With US stock markets at record highs and the jobless claims numbers still on a downward track, US politicians have little incentive to arrive at any sort of new stimulus deal, and so the procrastination is likely to go on, until one or other of these two factors goes into reverse.
Apple shares are in focus after the company laid out a new subscription plan called Apple One, which appears to be designed to take on Amazon’s Prime subscription bundle.
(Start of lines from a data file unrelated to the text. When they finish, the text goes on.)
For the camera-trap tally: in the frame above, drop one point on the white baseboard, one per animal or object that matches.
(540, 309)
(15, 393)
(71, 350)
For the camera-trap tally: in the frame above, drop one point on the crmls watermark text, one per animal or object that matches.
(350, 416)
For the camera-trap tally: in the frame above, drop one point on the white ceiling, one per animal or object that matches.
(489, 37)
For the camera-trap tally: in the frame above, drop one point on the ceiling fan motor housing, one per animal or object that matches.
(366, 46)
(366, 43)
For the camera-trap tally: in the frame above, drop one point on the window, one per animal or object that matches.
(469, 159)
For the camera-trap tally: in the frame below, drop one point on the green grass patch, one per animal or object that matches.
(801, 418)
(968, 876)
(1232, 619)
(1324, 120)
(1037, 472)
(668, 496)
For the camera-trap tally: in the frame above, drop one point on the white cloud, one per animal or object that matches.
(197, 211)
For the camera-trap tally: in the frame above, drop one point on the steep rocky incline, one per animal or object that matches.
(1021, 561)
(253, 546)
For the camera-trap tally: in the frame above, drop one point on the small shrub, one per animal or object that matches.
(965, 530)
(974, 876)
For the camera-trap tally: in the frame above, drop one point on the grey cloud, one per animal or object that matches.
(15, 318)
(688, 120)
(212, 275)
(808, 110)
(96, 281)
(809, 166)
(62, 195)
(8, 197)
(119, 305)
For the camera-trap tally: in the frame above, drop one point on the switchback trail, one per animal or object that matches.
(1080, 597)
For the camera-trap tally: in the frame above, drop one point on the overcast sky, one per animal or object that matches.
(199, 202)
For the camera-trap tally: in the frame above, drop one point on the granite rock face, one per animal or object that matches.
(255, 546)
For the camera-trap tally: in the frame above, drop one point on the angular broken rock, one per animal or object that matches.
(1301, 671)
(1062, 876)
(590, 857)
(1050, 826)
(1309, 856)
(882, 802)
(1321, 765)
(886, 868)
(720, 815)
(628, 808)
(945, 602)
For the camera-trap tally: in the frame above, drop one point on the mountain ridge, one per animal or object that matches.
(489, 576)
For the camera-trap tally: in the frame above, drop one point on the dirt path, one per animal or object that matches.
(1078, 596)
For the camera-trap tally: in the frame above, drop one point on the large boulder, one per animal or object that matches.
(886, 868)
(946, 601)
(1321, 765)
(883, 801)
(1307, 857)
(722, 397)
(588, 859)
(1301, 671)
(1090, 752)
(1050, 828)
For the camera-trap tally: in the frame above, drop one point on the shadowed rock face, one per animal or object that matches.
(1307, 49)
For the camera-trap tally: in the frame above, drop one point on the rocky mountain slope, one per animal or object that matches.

These look set to be launched in October just in time for the pre-Thanksgiving and Christmas period, and look set to be aimed at trying to encourage subscription to multiple Apple services, including Apple Music and Apple TV+.
Cisco Systems shares have also come under pressure after the company downgraded its expectations for its Q1 forecast, saying that they expected a fall of between 9% and 11% from last year.
The latest numbers from on-line car dealer Vroom has seen the shares slide into a ditch today, after the newly IPO’d business posted a bigger than expected Q2 loss of $63.2m. Q3 guidance was also disappointing with the company estimating an even bigger loss than the one we saw in the last quarter.
Ride sharing app Lyft shares have also come under pressure after reporting a 61% drop in revenue in Q2, though this was slightly better than expected. In terms of the restarting of the business the outlook was more positive, with rides 78% higher in July than in April.
The US dollar appears to be under pressure again after the gains of recent days as doubts continue to grow about a US stimulus plan, after yesterday’s comments from Nancy Pelosi.
The pound is also outperforming on optimism over a possible EU/UK trade deal as talks get set for a restart next week on the 19th August, with reports that the Irish PM expressed optimism that there is a “landing zone” coming into view for a post Brexit trade deal.
The worst performer is the New Zealand dollar after the government there re-imposed lockdown restrictions in Auckland, after an outbreak of coronavirus cases.
Oil prices are under a little pressure after the IEA downgraded its outlook for oil demand due to concerns about the outlook for air travel. The IEA became the latest in a number of bodies to do this in the last day or so, following in the footsteps of OPEC as well as EIA. The decline in air travel is likely to be longer lasting than originally predicted due to the risk of isolated outbreaks acting as a brake on mobility.
Gold and silver prices appear to have stabilised for the time being with the weaker US dollar also helping.